Diffusionsfaehigkeit bedeutet es kann Monate dauern fuer einen Sub-mm^3.
Mit einem Sub-Kubikmillimeter Wasser in der Elektronik, an der falschen
Stelle, habe ich schon Fehlfunktionen. zB hat ein FetOpAmp, dann keine
10^13 Ohm Eingangsimpedanz mehr, sondern ein Stueck weniger.
Micha schrieb:> Peter II schrieb:>> Bei 1m unter wasser hat man erst 0,1Bar.>> 1,1 Bar. 0,1 Bar wäre über Wasser (ca 9000 Meter) ;)
In diesem Text kann man aber eindeutig lesen das es sich um einen
Relativdruck und nicht Absolutdruck handelt!
Bei der Betrachtung der Schraube mit dem Ölschauglas habe ich
unwillkürlich an die Ölablassschraube meines Motorrads gedacht.
Warum setzt man statt des O-Rings nicht eine Kupfer- oder
Alu-Unterlegscheibe zum Dichten ein?

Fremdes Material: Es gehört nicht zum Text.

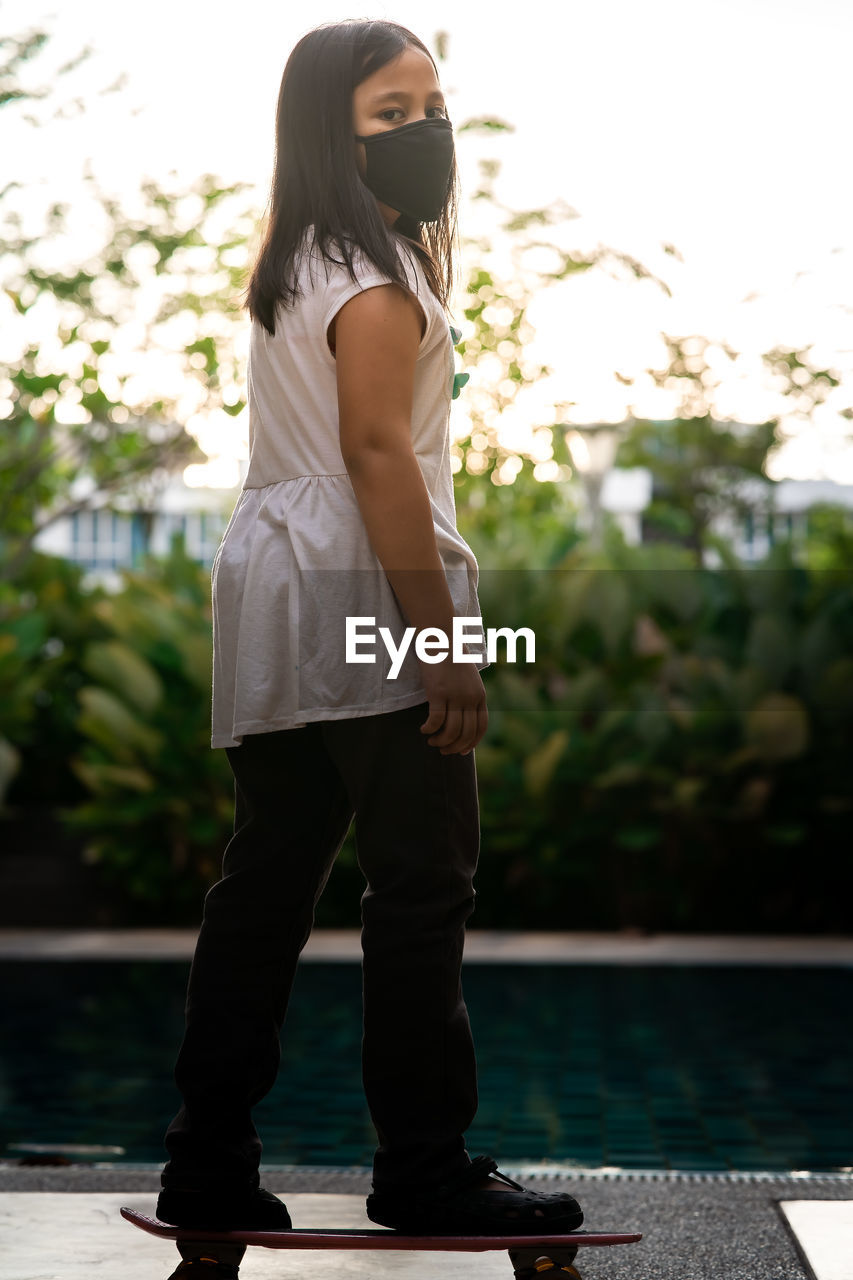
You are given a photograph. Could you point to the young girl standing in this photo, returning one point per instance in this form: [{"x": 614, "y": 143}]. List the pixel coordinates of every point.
[{"x": 347, "y": 512}]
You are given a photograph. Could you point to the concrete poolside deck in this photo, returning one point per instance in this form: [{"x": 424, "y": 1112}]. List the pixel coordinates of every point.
[
  {"x": 692, "y": 1230},
  {"x": 482, "y": 946}
]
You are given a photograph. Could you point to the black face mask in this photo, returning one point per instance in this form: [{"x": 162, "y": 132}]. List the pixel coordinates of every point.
[{"x": 410, "y": 168}]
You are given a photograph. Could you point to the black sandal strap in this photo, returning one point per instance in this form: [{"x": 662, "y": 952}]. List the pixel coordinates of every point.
[{"x": 478, "y": 1169}]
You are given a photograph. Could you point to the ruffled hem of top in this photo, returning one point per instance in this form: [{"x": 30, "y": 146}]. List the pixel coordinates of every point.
[{"x": 293, "y": 565}]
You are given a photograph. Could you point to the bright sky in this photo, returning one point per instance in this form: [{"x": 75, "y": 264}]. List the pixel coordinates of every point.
[{"x": 719, "y": 127}]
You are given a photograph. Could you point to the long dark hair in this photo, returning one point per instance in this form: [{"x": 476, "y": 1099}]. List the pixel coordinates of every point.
[{"x": 315, "y": 176}]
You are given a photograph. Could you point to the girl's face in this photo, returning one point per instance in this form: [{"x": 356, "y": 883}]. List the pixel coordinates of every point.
[{"x": 401, "y": 91}]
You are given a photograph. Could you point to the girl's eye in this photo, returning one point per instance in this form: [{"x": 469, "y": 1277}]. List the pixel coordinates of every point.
[{"x": 391, "y": 110}]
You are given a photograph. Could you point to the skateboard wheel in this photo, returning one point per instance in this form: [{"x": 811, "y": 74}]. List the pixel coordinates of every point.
[{"x": 534, "y": 1264}]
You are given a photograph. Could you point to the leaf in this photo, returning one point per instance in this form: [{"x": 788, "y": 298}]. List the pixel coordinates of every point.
[
  {"x": 778, "y": 727},
  {"x": 126, "y": 671},
  {"x": 539, "y": 767},
  {"x": 110, "y": 723}
]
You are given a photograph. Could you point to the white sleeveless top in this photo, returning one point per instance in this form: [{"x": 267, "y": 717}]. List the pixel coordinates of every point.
[{"x": 295, "y": 560}]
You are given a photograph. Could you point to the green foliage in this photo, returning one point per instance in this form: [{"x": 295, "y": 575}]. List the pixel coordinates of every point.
[
  {"x": 160, "y": 801},
  {"x": 45, "y": 620},
  {"x": 675, "y": 753}
]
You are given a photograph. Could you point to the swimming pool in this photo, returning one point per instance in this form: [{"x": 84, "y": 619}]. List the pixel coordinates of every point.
[{"x": 690, "y": 1066}]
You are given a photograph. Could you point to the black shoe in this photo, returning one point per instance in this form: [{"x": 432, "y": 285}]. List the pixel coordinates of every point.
[
  {"x": 461, "y": 1207},
  {"x": 204, "y": 1269},
  {"x": 251, "y": 1211}
]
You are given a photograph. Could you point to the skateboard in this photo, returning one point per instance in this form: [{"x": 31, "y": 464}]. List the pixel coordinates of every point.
[{"x": 529, "y": 1255}]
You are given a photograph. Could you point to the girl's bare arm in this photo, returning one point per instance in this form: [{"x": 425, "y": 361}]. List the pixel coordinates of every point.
[{"x": 377, "y": 338}]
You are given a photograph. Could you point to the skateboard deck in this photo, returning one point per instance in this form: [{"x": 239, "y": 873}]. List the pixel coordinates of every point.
[{"x": 381, "y": 1238}]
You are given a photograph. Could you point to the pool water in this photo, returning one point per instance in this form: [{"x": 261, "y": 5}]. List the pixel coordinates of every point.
[{"x": 690, "y": 1068}]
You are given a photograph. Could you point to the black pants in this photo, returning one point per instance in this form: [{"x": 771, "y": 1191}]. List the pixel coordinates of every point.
[{"x": 416, "y": 826}]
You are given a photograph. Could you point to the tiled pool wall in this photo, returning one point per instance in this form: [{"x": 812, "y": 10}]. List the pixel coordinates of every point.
[{"x": 726, "y": 1070}]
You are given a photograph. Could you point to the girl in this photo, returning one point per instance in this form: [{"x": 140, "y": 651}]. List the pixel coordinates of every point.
[{"x": 347, "y": 512}]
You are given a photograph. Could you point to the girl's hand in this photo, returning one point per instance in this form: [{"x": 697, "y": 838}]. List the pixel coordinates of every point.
[{"x": 457, "y": 714}]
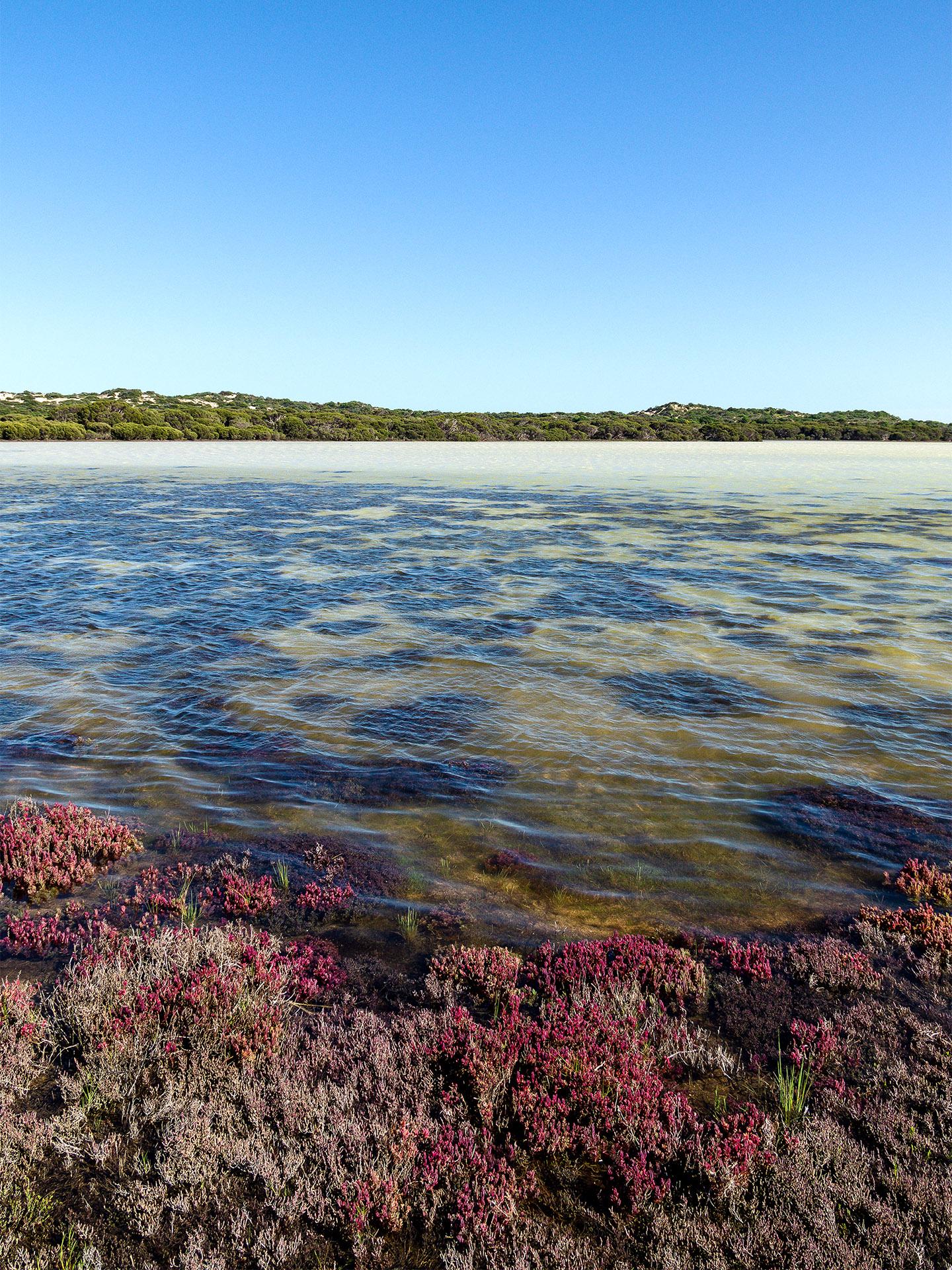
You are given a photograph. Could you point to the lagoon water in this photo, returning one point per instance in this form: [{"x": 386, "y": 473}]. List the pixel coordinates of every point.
[{"x": 608, "y": 659}]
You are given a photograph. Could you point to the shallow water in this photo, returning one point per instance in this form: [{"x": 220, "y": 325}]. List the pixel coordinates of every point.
[{"x": 606, "y": 658}]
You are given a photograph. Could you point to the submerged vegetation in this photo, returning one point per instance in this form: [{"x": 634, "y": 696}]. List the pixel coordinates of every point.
[
  {"x": 210, "y": 1062},
  {"x": 131, "y": 414}
]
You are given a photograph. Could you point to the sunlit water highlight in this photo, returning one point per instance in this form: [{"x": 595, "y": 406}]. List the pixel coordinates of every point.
[{"x": 604, "y": 658}]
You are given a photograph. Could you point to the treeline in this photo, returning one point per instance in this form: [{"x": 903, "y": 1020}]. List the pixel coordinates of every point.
[{"x": 130, "y": 414}]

Dies ist bei Motoren eine alte
Tradition.
Das sollte bei einem Gehäuse aus Edelstahl von der Festigkeit des
Gewindes machbar sein. Natürlich braucht die Schraube nun ein deutlich
größeres Anzugsmoment.
Gruß Illi
Ich denke wir reden hier von wenigen Molekumen Wasser die sich so an den
diversen Dichtungen vorbeimogeln...
Das kann man redutieren, aber nicht komplett verhindern.
Aber man könnte das Wasser von den Optiken fern halten.
Ich würde dazu irgendwo im Gehäuse eine Absorber wie Silica Gel
unterbringen.
Das hat auch den Vorteil, dass man das Wasser das bei Schließen des
gehäuses in der Luft drin ist aufnehmen kann. Ist wichtig, wenn man es
bei warmer feuchter Luft verschließt.